Any move to speed rate reduction could force operators to make cuts in services, increase prices or end handset subsidies, says industry body GSMA
Written by Natasha Lomas, Contributor

The European Commission's telecoms commissioner, Viviane Reding, has said mobile termination rates could fall by as much as 70 percent over the next three years.

However, mobile operator body GSMA has cautioned that any move to accelerate rate reduction could force operators to make cuts in services, increase prices or end handset subsidies.

A spokesman for GSMA warned: "If you're going to make a big change to something as important as mobile termination rates, you, as the Commission, should carry out a full impact assessment."

Termination rates are the charges mobile operators make for connecting calls to each other's networks. They are currently regulated on a country-by-country basis, by national telecoms regulators.

Reding said rates are, on average, nine times higher than fixed-line termination rates, and also vary significantly across the EU, from €0.02 per minute in Cyprus to more than €0.18 per minute in Bulgaria.

The commissioner has said this lack of consistency distorts competition between operators from different countries, and between fixed-line and mobile-phone operators. Fixed-line operators and their customers are indirectly subsidising mobile operators by paying higher termination rates for calls made from fixed lines to mobiles, she added.

Reding said in a statement: "Disparate termination rates across the EU and large gaps between fixed and mobile termination rates are serious barriers to achieving a single European telecoms market that benefits competition and consumers. The consumer pays the price for these gaps between national regulatory policies."

The Commission has launched a public consultation on the future of voice call termination rates, which will run until 3 September, 2008, and Reding said she hopes this will spur competition among operators and lower phone charges for European consumers.

European telecoms regulatory lobby group Ecta (European Competitive Telecommunications Association) recently called for Reding to cut termination rates, which, it said, penalise consumers.

However, a spokesman for GSMA, said rates have already been reduced by around 40 percent over the past four years, as a result of national regulation, so it does not see a need for the commission to get involved.

GSMA expects rates to fall by a similar amount over the next three years without EC intervention, it added.

According to GSMA, operators' costs vary across the EU by a factor of four, owing to differences in, for example, labour costs, licence fees and population density. The GSMA has argued, therefore, that "a single rate just wouldn't be appropriate".

Asked whether cuts in mobile termination rates could drive operators to pull the plug on 'free' (subsidised) mobiles for pay-monthly customers, the spokesman said it is "very difficult to say what individual operators would do".

He said: "Whereas one operator might look at handset subsidies, another operator might say: 'Well we're going to cut back investment; we're not going to provide such extensive coverage in rural areas.' Another operator might say: 'We're going to change the way we charge for text messages.' There's all sorts of things operators might do.

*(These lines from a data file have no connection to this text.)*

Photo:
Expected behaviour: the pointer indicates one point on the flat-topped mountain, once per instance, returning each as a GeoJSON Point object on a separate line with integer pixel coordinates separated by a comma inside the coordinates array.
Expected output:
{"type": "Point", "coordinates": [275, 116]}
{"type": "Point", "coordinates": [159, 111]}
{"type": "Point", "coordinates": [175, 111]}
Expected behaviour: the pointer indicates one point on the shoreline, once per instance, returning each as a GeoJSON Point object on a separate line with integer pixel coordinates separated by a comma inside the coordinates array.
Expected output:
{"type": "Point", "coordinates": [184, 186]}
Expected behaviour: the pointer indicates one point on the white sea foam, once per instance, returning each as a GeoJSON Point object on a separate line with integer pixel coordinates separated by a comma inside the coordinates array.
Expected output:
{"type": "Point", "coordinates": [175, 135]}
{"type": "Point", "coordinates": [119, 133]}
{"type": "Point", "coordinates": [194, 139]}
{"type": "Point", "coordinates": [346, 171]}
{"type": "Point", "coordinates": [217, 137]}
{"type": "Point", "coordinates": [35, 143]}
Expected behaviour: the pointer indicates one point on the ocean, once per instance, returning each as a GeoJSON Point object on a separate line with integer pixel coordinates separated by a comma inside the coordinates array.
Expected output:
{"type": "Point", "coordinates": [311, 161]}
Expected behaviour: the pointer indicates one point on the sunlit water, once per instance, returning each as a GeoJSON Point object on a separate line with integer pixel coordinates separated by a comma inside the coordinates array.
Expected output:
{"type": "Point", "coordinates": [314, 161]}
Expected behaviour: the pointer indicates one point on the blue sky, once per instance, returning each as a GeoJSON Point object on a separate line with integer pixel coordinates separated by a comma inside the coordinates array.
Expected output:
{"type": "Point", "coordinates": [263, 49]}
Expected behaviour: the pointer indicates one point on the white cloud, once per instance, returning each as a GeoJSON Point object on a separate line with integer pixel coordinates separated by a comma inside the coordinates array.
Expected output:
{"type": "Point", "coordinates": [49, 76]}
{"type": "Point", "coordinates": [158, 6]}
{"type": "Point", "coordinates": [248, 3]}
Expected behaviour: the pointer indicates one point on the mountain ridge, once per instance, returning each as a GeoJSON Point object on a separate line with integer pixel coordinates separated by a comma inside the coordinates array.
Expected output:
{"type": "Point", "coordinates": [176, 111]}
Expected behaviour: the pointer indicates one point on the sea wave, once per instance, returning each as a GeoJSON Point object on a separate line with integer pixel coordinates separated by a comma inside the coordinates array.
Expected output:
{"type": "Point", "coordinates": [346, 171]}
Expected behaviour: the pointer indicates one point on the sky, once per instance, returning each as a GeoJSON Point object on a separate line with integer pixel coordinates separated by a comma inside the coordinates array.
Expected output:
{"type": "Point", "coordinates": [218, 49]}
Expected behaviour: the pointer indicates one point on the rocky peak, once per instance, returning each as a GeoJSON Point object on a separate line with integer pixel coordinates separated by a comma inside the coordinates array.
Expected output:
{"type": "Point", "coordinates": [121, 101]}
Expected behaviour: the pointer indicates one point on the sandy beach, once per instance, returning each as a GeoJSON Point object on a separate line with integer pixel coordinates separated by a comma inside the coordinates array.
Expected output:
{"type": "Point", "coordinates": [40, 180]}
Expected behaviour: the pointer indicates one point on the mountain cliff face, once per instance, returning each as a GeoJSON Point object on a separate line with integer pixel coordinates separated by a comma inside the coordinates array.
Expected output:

"A lot of it's going to depend on how profitable they are at the moment. A lot of individual operators are not covering their costs with capital so they've got a lot of pressure on their bottom line," said the spokesman.

He added: "If they [the EC] decided to bring these mobile termination rates down much faster than they're already coming down, that would, inevitably, have a knock-on effect somewhere else."

The Commission's draft recommendation on mobile termination rates can be downloaded from its website.

UK operators recently quashed suggestions they would look to switch to a 'customer-pays-to-receive-calls' business model if termination rates are slashed.